Politicians are then forced to pretend that the inclusive overall public interest is at the centre of what they propose, even when the proposal might really be partisan.

Thus, Sir Robert Muldoon campaigned in 1975 on the slogan of “New Zealand, the way YOU want it”. At least his “you” was not tribal. It was inclusive. But what ‘we’ got was lots of public debt and a morass of direct controls.

The Ardern Government’s 2019 Budget was widely touted as a world-first Wellbeing Budget. Now, as then, it looks like politics as usual – more money and power for causes most likely to please important constituencies. All in the name of good intentions.

But ultimately it is results that count. As mental health professionals have been pointing out since the 2019 Budget, pledging to spend a lot more money because it looks caring is one thing. Making a real difference is another.

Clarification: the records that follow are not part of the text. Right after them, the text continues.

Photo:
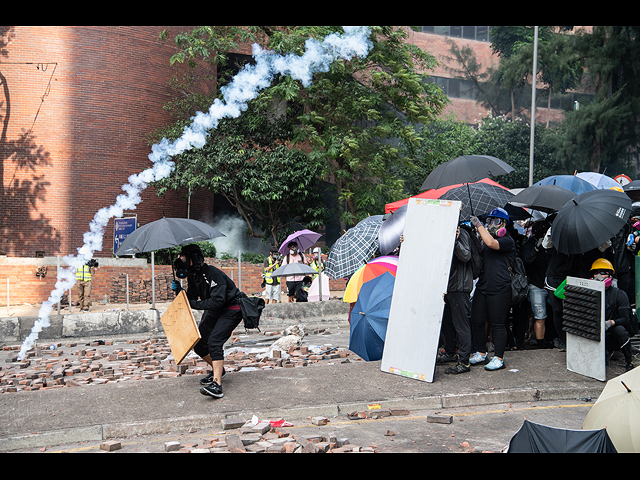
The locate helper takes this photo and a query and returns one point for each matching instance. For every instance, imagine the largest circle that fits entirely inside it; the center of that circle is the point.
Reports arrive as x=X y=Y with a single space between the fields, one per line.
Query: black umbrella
x=589 y=220
x=633 y=190
x=545 y=198
x=478 y=198
x=466 y=169
x=165 y=233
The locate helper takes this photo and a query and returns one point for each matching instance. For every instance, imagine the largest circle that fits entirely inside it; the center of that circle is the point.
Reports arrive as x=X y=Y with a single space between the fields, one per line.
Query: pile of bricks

Nor is Treasury above professing good intentions. For years now it has beaten its chest about its supposedly world-leading Living Standards Framework. It asserts that our wellbeing is at the centre of everything it does. Yet no framework for policy analysis has emerged from this effort. The tangible output is a dashboard of indicators. They have nothing to say about whether government policies are making New Zealanders better off or worse off. Absent a policy framework, the risk is that the discrepancies they inevitably reveal as between aggregate categories of people will trigger yet more of the ‘something must be done’ impulse to ill-considered policy action.

Policy analysis is set to get worse. A new form of collectivism is in the ascendancy. Its narrative is that groups whose economic and health outcomes are worse than the population average must be ‘disadvantaged’ by others. The ‘oppressors’ may glibly be the likes of foreign investors, capitalism, white colonisation, and the better off who are, by presumption, guilty of unconscious bias. Glib presumption displaces problem diagnosis. Individuals have no individuality.

The polarising focus on the collective or group, as if it is a homogenous whole with sharp boundaries, undermines horizontal equity. This is the notion that those in equal (needy) circumstances deserve equal treatment, even if they do not belong to a ‘disadvantaged’ group. More broadly, the focus on group membership undermines the importance of individual dignity, values, choice, liberty, initiative, work ethic and enterprise. Social cohesion becomes at risk.

The government faces a tough year in good part because it is locked into promoting major changes whose public interest justification is thin and whose nature is polarising. Worthy aspirations and fine intentions do not answer hard questions about likely effects.

For opposition parties, this is an opportunity. For those who care about public policy, it is a train wreck.